Dann sollts normalerweise funktionieren.


----------



## xxgamer09xx (12. Februar 2011)

*AW: Eigenes Forum für Clan..*

Hey jop hat geklapt , danke , nun bleibt noch die Frage gibt es da auch ein deutsches Sprachpaket?

////// Hat sich erledigt


----------



## xxgamer09xx (12. Februar 2011)

*AW: Eigenes Forum für Clan..*

Wo finde ich gute Styles für myBB?


----------



## ghostadmin (12. Februar 2011)

*AW: Eigenes Forum für Clan..*

MyBB - Mods

Oder selbst erstellen.


----------



## xxgamer09xx (12. Februar 2011)

*AW: Eigenes Forum für Clan..*

Selbst erstellen wär schon cooler, brauch man da irgendwas bestimmtes für, gibt es gute Anleitungen??


----------



## ghostadmin (12. Februar 2011)

*AW: Eigenes Forum für Clan..*

Dafür brauchst du relativ gute CSS und HTML Kenntnisse.

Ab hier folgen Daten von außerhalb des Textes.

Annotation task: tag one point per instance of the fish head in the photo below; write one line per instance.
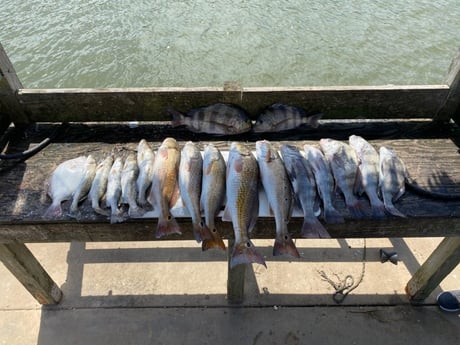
(170, 143)
(264, 151)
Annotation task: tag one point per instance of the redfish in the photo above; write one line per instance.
(242, 206)
(279, 194)
(165, 187)
(212, 193)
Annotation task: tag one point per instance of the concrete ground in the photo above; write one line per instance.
(159, 293)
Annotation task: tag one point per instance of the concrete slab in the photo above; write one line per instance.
(171, 292)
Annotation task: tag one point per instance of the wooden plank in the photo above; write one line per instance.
(433, 163)
(25, 267)
(451, 105)
(438, 265)
(9, 84)
(235, 279)
(150, 104)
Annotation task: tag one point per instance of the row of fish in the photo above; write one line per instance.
(206, 182)
(229, 119)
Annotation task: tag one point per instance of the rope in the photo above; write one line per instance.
(346, 285)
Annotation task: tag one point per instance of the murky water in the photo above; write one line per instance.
(137, 43)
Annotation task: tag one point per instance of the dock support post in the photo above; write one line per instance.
(235, 279)
(25, 267)
(9, 85)
(451, 106)
(438, 265)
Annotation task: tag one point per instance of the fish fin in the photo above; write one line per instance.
(312, 120)
(178, 119)
(378, 210)
(135, 211)
(117, 218)
(285, 245)
(357, 209)
(312, 228)
(101, 211)
(167, 226)
(175, 195)
(246, 253)
(332, 216)
(53, 211)
(215, 242)
(358, 185)
(400, 193)
(226, 216)
(394, 211)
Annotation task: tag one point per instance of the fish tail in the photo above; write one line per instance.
(378, 210)
(332, 216)
(312, 228)
(246, 253)
(394, 211)
(178, 119)
(167, 226)
(215, 242)
(136, 211)
(101, 211)
(285, 245)
(54, 211)
(313, 120)
(357, 209)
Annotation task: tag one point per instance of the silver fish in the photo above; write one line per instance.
(63, 183)
(129, 176)
(165, 187)
(304, 186)
(368, 169)
(145, 158)
(279, 194)
(113, 195)
(242, 206)
(392, 179)
(99, 186)
(280, 117)
(212, 193)
(344, 165)
(219, 118)
(324, 182)
(84, 185)
(190, 177)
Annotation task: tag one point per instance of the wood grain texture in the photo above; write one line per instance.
(23, 265)
(433, 163)
(438, 265)
(150, 104)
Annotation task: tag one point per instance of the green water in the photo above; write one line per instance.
(135, 43)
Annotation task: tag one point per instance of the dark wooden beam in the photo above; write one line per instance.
(25, 267)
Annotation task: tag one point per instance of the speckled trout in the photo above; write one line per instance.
(304, 187)
(99, 186)
(279, 194)
(392, 176)
(324, 182)
(212, 193)
(190, 176)
(368, 168)
(242, 206)
(165, 187)
(344, 165)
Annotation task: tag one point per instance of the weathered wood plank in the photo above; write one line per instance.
(235, 279)
(150, 104)
(433, 163)
(438, 265)
(451, 105)
(9, 84)
(25, 267)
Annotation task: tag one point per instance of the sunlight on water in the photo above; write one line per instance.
(206, 42)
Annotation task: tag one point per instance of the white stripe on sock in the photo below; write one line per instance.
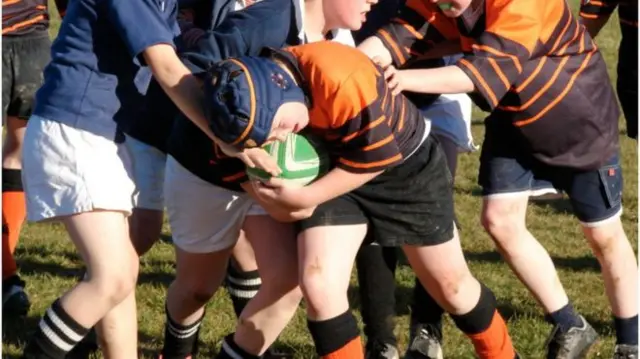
(245, 294)
(244, 282)
(182, 333)
(54, 338)
(70, 333)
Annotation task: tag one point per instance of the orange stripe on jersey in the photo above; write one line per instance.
(559, 97)
(252, 99)
(234, 177)
(367, 128)
(481, 80)
(394, 45)
(498, 71)
(588, 16)
(533, 75)
(23, 24)
(382, 163)
(540, 92)
(379, 143)
(445, 26)
(493, 51)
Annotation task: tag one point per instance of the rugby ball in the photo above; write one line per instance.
(302, 158)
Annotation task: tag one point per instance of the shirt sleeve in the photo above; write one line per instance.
(243, 32)
(593, 9)
(496, 57)
(418, 26)
(141, 23)
(367, 141)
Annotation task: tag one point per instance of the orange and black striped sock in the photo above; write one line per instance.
(13, 215)
(486, 328)
(337, 338)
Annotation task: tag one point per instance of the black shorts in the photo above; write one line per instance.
(23, 61)
(410, 204)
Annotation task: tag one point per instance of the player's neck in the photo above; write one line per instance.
(314, 21)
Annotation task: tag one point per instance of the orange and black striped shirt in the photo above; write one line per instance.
(534, 67)
(22, 17)
(367, 129)
(627, 10)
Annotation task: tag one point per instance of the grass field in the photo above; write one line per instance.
(50, 265)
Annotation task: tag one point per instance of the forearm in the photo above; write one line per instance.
(336, 183)
(443, 80)
(595, 25)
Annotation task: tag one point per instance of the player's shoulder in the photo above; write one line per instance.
(330, 64)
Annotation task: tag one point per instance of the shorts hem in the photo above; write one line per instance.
(602, 221)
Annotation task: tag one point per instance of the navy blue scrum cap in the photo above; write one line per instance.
(242, 96)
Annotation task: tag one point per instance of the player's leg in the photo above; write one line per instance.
(83, 179)
(328, 242)
(507, 185)
(376, 283)
(243, 280)
(267, 314)
(205, 222)
(597, 201)
(148, 174)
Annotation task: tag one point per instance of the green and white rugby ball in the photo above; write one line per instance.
(302, 158)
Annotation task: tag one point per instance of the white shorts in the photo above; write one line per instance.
(67, 171)
(450, 116)
(148, 174)
(204, 218)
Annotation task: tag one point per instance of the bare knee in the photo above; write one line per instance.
(116, 284)
(504, 222)
(605, 238)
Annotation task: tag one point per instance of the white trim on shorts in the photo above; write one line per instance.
(602, 222)
(148, 174)
(204, 218)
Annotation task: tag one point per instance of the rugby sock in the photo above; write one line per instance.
(376, 282)
(626, 330)
(565, 318)
(426, 311)
(486, 328)
(56, 335)
(242, 287)
(231, 350)
(13, 215)
(337, 338)
(180, 341)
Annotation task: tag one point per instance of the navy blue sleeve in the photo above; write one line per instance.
(244, 32)
(141, 23)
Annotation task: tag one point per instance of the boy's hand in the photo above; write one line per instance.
(395, 79)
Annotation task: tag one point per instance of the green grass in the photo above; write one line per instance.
(49, 264)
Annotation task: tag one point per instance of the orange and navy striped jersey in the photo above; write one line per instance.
(534, 67)
(21, 17)
(367, 129)
(627, 10)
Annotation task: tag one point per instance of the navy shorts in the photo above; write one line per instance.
(595, 195)
(410, 204)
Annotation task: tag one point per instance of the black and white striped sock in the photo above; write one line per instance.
(242, 287)
(180, 341)
(56, 335)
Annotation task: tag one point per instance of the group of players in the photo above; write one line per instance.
(117, 132)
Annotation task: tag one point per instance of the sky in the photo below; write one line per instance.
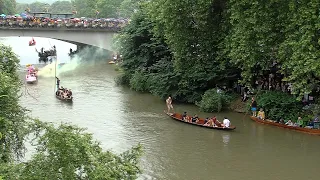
(31, 1)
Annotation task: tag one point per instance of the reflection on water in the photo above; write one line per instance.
(225, 139)
(121, 118)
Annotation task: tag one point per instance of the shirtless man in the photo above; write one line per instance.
(169, 104)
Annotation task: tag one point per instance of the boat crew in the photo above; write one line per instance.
(169, 104)
(226, 122)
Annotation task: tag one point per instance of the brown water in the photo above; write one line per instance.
(121, 118)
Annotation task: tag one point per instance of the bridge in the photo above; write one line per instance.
(101, 38)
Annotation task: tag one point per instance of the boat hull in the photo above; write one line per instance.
(178, 117)
(299, 129)
(32, 82)
(69, 100)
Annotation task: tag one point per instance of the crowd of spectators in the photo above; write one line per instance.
(27, 21)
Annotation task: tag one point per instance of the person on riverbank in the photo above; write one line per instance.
(254, 107)
(58, 83)
(169, 104)
(261, 114)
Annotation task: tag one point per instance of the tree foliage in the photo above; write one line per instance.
(63, 152)
(68, 152)
(279, 105)
(12, 115)
(7, 6)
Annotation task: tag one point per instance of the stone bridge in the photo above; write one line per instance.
(101, 38)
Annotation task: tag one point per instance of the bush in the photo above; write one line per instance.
(139, 81)
(279, 105)
(214, 101)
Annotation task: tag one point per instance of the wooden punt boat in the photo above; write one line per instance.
(178, 117)
(65, 99)
(274, 123)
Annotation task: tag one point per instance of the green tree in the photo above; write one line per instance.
(300, 52)
(8, 7)
(194, 32)
(255, 36)
(147, 64)
(67, 152)
(12, 115)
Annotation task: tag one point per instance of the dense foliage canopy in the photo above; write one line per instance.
(63, 152)
(82, 8)
(12, 115)
(270, 45)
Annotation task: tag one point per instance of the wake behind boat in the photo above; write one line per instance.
(200, 122)
(62, 93)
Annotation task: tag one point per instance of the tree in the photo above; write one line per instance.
(194, 32)
(67, 152)
(128, 7)
(300, 52)
(12, 116)
(7, 7)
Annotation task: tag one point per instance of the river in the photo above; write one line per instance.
(121, 118)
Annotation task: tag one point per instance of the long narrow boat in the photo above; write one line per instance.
(69, 100)
(274, 123)
(178, 117)
(31, 78)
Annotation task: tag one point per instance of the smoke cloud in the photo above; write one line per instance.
(83, 58)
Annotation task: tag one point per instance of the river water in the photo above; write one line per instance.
(121, 118)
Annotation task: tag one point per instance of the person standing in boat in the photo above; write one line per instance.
(169, 104)
(254, 106)
(58, 83)
(226, 122)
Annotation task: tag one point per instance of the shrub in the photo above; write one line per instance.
(214, 101)
(277, 105)
(138, 81)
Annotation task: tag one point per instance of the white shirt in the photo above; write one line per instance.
(226, 122)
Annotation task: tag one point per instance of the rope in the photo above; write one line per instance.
(27, 92)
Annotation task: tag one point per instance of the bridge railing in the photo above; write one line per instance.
(64, 24)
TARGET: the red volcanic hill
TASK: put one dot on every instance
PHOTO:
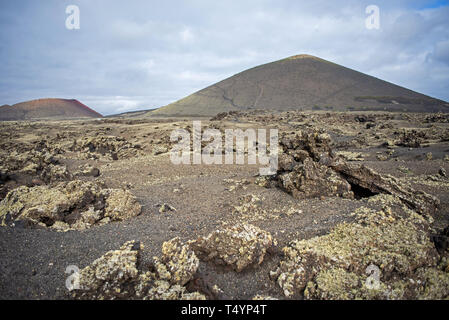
(47, 109)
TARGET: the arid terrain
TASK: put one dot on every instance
(359, 208)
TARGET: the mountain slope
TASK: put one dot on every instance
(47, 109)
(301, 82)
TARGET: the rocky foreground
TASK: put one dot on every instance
(358, 209)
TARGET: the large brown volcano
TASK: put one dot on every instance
(302, 82)
(47, 109)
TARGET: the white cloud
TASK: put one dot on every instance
(150, 55)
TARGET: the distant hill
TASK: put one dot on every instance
(301, 82)
(47, 109)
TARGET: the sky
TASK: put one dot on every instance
(143, 54)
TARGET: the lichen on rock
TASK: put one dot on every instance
(69, 205)
(119, 274)
(334, 266)
(239, 246)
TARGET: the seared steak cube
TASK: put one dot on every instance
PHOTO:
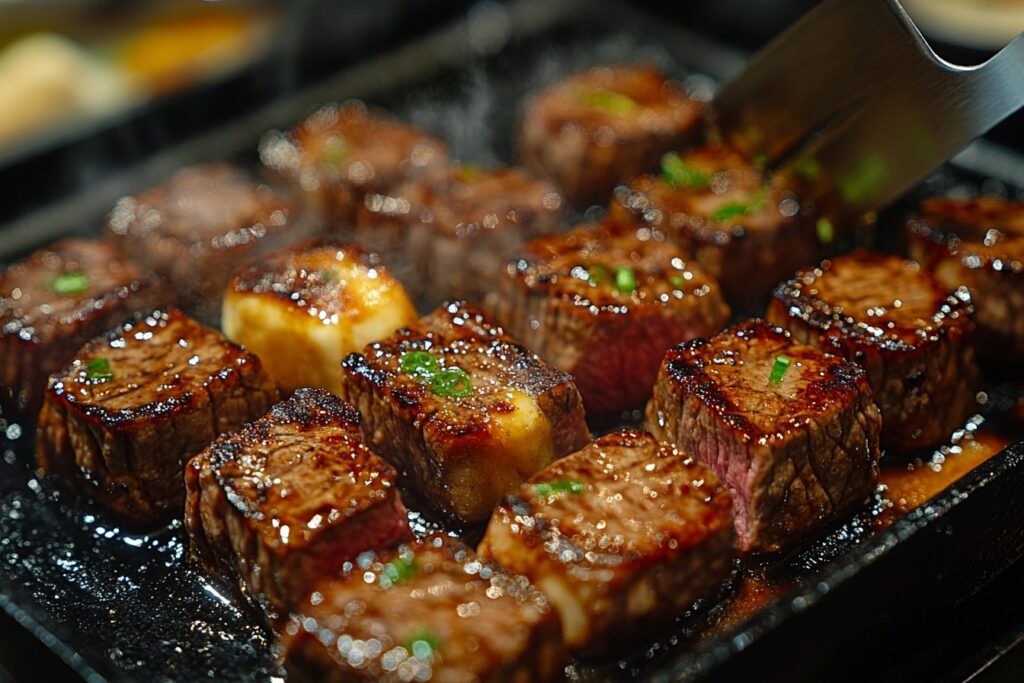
(429, 611)
(908, 332)
(978, 244)
(122, 419)
(54, 301)
(745, 230)
(465, 413)
(595, 129)
(622, 537)
(604, 303)
(793, 432)
(303, 309)
(342, 153)
(290, 499)
(198, 227)
(454, 232)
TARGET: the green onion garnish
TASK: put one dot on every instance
(680, 174)
(549, 488)
(69, 284)
(782, 364)
(452, 383)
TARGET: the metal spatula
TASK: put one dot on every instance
(852, 100)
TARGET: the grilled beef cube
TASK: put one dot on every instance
(592, 130)
(454, 232)
(122, 419)
(303, 309)
(465, 413)
(978, 244)
(793, 432)
(340, 154)
(53, 302)
(908, 332)
(290, 499)
(603, 303)
(747, 231)
(431, 610)
(201, 225)
(622, 537)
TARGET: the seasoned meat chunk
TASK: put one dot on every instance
(303, 309)
(431, 610)
(622, 537)
(122, 419)
(340, 154)
(747, 231)
(603, 303)
(454, 232)
(793, 432)
(908, 332)
(198, 227)
(978, 244)
(54, 301)
(290, 499)
(595, 129)
(465, 413)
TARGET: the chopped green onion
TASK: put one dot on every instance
(69, 284)
(452, 383)
(680, 174)
(782, 364)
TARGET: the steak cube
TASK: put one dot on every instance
(747, 231)
(908, 332)
(465, 413)
(54, 301)
(122, 419)
(303, 309)
(595, 129)
(622, 537)
(455, 232)
(604, 303)
(792, 432)
(342, 153)
(429, 611)
(290, 499)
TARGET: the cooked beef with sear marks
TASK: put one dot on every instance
(908, 332)
(290, 499)
(54, 301)
(623, 537)
(198, 227)
(793, 432)
(595, 129)
(122, 419)
(303, 309)
(431, 610)
(465, 413)
(745, 230)
(978, 244)
(451, 235)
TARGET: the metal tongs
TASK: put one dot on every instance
(853, 102)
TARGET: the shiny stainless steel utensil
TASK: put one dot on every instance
(853, 102)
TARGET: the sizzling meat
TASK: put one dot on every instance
(592, 130)
(905, 329)
(603, 303)
(622, 537)
(793, 432)
(465, 413)
(744, 230)
(429, 611)
(303, 309)
(290, 499)
(53, 302)
(122, 419)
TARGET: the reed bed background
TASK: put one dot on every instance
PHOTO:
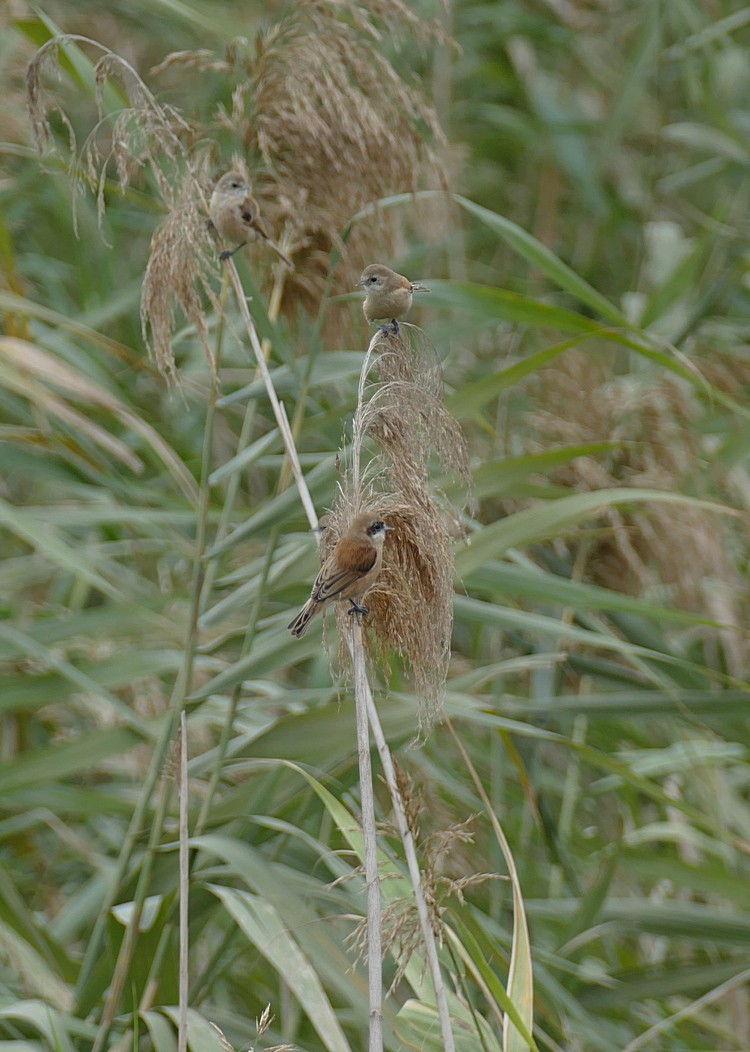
(571, 182)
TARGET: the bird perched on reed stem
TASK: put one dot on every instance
(388, 295)
(349, 570)
(235, 214)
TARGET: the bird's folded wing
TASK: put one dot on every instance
(332, 582)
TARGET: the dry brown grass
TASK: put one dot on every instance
(410, 606)
(320, 117)
(327, 126)
(687, 549)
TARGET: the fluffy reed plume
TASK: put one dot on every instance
(148, 137)
(328, 126)
(687, 550)
(410, 606)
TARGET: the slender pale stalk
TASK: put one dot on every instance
(365, 704)
(278, 408)
(374, 952)
(184, 889)
(413, 867)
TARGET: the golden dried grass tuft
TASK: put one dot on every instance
(684, 549)
(329, 126)
(410, 605)
(148, 137)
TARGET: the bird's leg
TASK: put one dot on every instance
(226, 255)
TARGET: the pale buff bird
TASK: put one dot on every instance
(349, 570)
(389, 295)
(236, 216)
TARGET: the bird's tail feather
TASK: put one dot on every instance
(299, 625)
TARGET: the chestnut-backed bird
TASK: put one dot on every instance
(349, 570)
(236, 216)
(388, 295)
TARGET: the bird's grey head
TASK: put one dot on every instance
(378, 529)
(232, 182)
(373, 276)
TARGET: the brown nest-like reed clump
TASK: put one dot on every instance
(320, 121)
(151, 137)
(662, 550)
(399, 424)
(336, 127)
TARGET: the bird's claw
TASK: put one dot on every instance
(228, 253)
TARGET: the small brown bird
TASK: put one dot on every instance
(388, 295)
(236, 216)
(349, 570)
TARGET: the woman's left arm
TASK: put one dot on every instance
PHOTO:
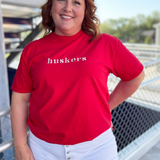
(123, 90)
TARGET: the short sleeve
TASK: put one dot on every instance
(125, 65)
(22, 82)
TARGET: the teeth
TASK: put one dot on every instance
(65, 16)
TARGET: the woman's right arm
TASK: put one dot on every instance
(19, 117)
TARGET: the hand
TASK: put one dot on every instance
(24, 153)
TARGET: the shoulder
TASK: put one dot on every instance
(109, 38)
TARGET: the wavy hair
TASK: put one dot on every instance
(90, 23)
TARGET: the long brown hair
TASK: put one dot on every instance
(90, 23)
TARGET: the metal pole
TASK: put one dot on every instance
(4, 89)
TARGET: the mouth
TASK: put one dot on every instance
(66, 16)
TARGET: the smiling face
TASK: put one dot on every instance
(68, 16)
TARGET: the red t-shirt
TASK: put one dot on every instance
(68, 80)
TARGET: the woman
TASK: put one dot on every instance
(60, 87)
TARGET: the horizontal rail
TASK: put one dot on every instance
(151, 63)
(142, 45)
(14, 50)
(148, 82)
(149, 53)
(4, 112)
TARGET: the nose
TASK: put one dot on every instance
(68, 6)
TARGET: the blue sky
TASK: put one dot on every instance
(114, 9)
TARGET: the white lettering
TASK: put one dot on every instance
(73, 60)
(66, 60)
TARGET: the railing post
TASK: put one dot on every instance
(4, 89)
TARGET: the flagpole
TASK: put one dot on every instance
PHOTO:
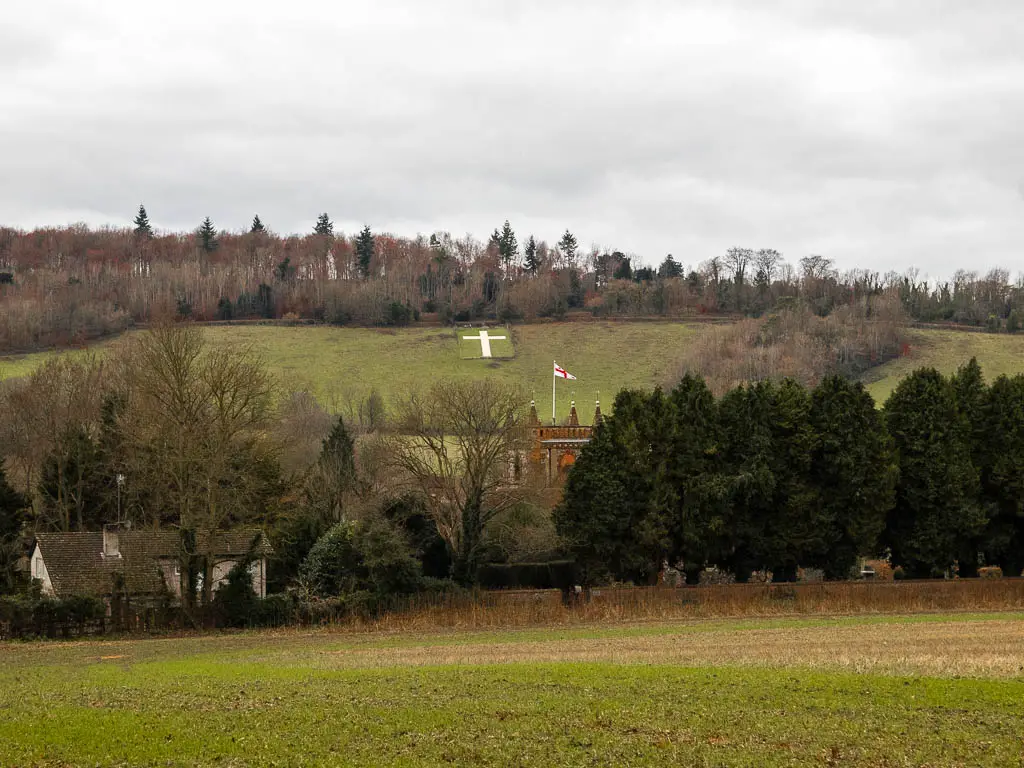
(553, 364)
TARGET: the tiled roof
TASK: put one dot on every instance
(76, 564)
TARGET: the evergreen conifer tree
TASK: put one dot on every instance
(531, 261)
(508, 247)
(937, 513)
(1001, 467)
(207, 235)
(324, 225)
(12, 507)
(611, 513)
(695, 486)
(365, 250)
(567, 246)
(670, 268)
(853, 468)
(142, 227)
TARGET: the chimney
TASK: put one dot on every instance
(112, 541)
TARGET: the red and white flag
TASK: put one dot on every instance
(559, 371)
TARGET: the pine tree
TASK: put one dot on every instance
(768, 440)
(365, 250)
(207, 235)
(12, 507)
(142, 227)
(508, 247)
(853, 468)
(937, 514)
(611, 512)
(695, 486)
(670, 268)
(333, 476)
(324, 225)
(567, 246)
(532, 259)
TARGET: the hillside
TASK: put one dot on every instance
(339, 364)
(946, 350)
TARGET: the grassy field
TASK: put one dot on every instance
(947, 350)
(342, 364)
(938, 690)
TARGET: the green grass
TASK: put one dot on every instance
(344, 363)
(947, 350)
(293, 698)
(341, 364)
(502, 343)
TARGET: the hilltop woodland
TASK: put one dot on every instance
(434, 493)
(66, 286)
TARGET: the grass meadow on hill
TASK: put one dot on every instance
(340, 364)
(938, 690)
(344, 363)
(947, 350)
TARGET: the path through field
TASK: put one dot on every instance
(937, 690)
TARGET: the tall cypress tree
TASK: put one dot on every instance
(567, 246)
(614, 512)
(365, 250)
(1001, 466)
(768, 439)
(853, 468)
(142, 227)
(531, 262)
(12, 507)
(670, 268)
(207, 235)
(937, 513)
(695, 486)
(324, 225)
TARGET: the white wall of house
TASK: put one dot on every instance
(172, 576)
(38, 570)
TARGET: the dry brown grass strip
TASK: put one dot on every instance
(972, 648)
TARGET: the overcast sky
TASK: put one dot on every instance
(883, 134)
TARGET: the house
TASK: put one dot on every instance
(147, 561)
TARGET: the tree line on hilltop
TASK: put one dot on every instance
(169, 432)
(64, 286)
(772, 476)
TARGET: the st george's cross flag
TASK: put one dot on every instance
(559, 371)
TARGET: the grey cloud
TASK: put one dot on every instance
(884, 134)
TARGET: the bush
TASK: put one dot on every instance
(370, 556)
(235, 602)
(540, 576)
(28, 615)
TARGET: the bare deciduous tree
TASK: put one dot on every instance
(462, 445)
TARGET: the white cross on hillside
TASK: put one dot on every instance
(484, 340)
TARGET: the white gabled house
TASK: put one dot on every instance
(146, 561)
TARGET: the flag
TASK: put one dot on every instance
(559, 371)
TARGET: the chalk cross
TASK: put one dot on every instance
(484, 340)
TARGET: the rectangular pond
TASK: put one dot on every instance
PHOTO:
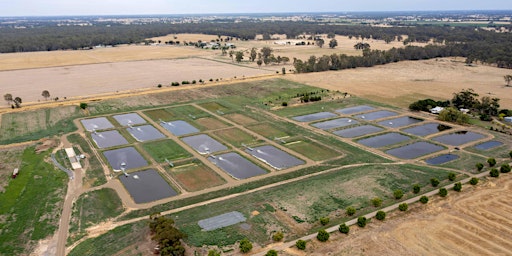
(274, 157)
(145, 133)
(383, 140)
(358, 131)
(204, 144)
(458, 138)
(314, 116)
(376, 115)
(336, 123)
(400, 122)
(414, 150)
(355, 109)
(108, 139)
(94, 124)
(426, 129)
(179, 127)
(236, 166)
(129, 119)
(488, 145)
(125, 158)
(147, 186)
(441, 159)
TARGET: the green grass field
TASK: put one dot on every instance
(31, 204)
(160, 150)
(92, 208)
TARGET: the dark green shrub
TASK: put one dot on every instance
(350, 211)
(361, 221)
(398, 193)
(381, 215)
(301, 244)
(443, 192)
(434, 182)
(494, 173)
(457, 186)
(491, 161)
(344, 228)
(416, 188)
(322, 235)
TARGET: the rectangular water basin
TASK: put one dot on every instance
(125, 158)
(145, 133)
(336, 123)
(147, 186)
(376, 115)
(355, 109)
(426, 129)
(204, 144)
(384, 140)
(314, 116)
(94, 124)
(358, 131)
(458, 138)
(400, 122)
(274, 157)
(236, 166)
(108, 139)
(179, 127)
(414, 150)
(129, 119)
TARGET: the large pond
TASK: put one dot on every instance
(488, 145)
(384, 140)
(400, 122)
(94, 124)
(204, 144)
(274, 157)
(355, 109)
(147, 186)
(426, 129)
(358, 131)
(376, 115)
(458, 138)
(336, 123)
(314, 116)
(145, 133)
(125, 158)
(441, 159)
(129, 119)
(237, 166)
(179, 127)
(108, 139)
(414, 150)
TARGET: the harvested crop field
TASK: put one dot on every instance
(404, 82)
(84, 80)
(474, 222)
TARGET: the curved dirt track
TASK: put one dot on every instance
(473, 222)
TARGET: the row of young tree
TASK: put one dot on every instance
(476, 44)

Anleitungen gibts dazu eigentlich keine, hab zumindest nie sowas gesehen.


----------



## xxgamer09xx (12. Februar 2011)

*AW: Eigenes Forum für Clan..*

Kann man auch eine Homepage machen inklusive Forum??

Wenn ja wie verbindet man das und was gibt es an Programmme für Homepages??


----------



## Low (12. Februar 2011)

*AW: Eigenes Forum für Clan..*

Falls du noch einen guten, kostenlosen Webspace suchs dann lege ich dir .. bplaced.net Webhosting | Freehost :: 2GB Webspace ans Herz.
Wirklich komplett Werbefrei, schnell und erweiterbar.


----------



## xxgamer09xx (13. Februar 2011)

*AW: Eigenes Forum für Clan..*

Ist das auch 100% kostenlos, weil ich hab da immer so meine Bedenken ??


Gruß


----------



## Hagrid (13. Februar 2011)

*AW: Eigenes Forum für Clan..*

Ja, bPlaced ist komplett kostenlos, außer natürlich du bestellst dir eine Domain oder kaufst dir mehr Webspace. Square7 ist genauso gut und kostenlos und ist auch nach 18 Uhr noch bestellbar. 

greetz Hagrid


----------



## xxgamer09xx (13. Februar 2011)

*AW: Eigenes Forum für Clan..*

Ich hab mich doch für das Programm phpBB entschieden, doch nun fehlen die Buttons, ich habe auch schon gegoogelt, auch was gefunden, doch wirklich nichts verstanden 

Kann mir jmd. weiterhelfen?? Hatte jmd. das Problem schonmal??


----------



## ghostadmin (13. Februar 2011)

*AW: Eigenes Forum für Clan..*

Wie wärs mit Link zur Seite?


----------



## xxgamer09xx (15. Februar 2011)

*AW: Eigenes Forum für Clan..*

Hey,

wollte mich nur nochmal für eure Hilfe bedanken. Habe die Seite fertiggestellt und alles läuft, wie gewollt. Danke!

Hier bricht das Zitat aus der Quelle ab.